Are We Ready for Healing?
Last week I said I was sharing the first in a series on the tenets of long life. I'll circle back (you can read the first installment here), but this week I received a message too on-point not to cut the line and share.
You come to me to for all kinds of reasons, ranging from the relatively mundane to the absolutely sacred; sometimes back pain is a pulled muscle or a misalignment, sometimes it's evidence of having exhausted yourself in pursuit of a life that was never meant for you. Either way, you're seeking relief from your suffering - be it musculoskeletal or existential (or both).
I've been at this a long time and often I'm able to help. But sometimes I'm not.
As a young practitioner, full of knowledge but short on the sort of wisdom that shows itself only with age and experience, I assumed it was all on me - the successes and failures, both. Twenty-some years later I know better. There is a story unfolding in each of us, starting from the moment of our first breath and playing out across the arc of our lives. It's a story that includes our experience of health or disease in our bodies, and the relative peace or agitation of our spirit.

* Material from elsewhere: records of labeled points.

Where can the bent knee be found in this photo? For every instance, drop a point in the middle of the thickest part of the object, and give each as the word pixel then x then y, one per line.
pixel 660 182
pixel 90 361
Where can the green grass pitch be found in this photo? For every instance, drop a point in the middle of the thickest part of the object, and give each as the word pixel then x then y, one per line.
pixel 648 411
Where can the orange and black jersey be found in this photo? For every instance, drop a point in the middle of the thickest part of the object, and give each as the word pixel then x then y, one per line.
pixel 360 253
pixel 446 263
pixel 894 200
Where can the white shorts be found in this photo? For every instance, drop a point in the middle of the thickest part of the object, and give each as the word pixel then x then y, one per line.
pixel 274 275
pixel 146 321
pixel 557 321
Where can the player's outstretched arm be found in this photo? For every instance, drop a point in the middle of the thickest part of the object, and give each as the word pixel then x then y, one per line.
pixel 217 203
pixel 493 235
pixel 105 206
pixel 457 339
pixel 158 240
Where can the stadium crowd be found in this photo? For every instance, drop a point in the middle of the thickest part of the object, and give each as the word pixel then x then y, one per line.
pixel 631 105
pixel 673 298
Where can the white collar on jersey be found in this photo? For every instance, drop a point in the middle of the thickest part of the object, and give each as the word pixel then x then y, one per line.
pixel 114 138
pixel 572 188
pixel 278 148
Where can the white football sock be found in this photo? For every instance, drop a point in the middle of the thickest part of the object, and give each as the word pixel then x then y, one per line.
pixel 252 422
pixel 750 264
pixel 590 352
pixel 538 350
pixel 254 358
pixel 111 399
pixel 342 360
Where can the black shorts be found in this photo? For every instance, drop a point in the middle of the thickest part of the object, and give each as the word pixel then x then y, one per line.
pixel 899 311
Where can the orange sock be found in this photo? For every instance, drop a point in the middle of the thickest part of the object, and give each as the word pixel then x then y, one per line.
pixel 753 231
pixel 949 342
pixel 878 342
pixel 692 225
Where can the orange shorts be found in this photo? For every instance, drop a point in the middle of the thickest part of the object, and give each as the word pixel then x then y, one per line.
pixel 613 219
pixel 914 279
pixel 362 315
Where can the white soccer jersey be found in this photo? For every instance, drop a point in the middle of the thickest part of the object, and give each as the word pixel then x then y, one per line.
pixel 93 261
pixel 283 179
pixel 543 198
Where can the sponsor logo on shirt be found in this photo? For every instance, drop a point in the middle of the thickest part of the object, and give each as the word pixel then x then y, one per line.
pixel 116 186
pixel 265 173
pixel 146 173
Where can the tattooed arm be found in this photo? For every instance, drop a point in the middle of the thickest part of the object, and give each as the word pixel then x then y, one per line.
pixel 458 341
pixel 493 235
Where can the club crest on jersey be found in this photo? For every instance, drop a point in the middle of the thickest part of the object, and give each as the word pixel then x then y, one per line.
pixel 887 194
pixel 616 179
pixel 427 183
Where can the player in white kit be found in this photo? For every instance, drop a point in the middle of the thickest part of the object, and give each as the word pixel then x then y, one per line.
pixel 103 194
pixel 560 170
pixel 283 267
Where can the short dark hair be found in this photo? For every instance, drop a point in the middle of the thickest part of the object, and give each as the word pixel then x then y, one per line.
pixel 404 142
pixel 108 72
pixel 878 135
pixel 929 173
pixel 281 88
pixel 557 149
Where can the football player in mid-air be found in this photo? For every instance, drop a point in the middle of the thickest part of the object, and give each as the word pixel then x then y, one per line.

I am not in charge of that story for you; I've earned the wisdom to understand that now. But I continue to be fascinated by the healing process, and the ever-evolving role I have to play within it.
This essay by Rob Brezsny, shared this week in his newsletter, speaks so eloquently to the mysteries of the healing process, the ethical role of the "healer" (in quotations here because I don't love that label - you are your own healer), and the readiness of "heal-ee." He puts words to much of my experience and approach.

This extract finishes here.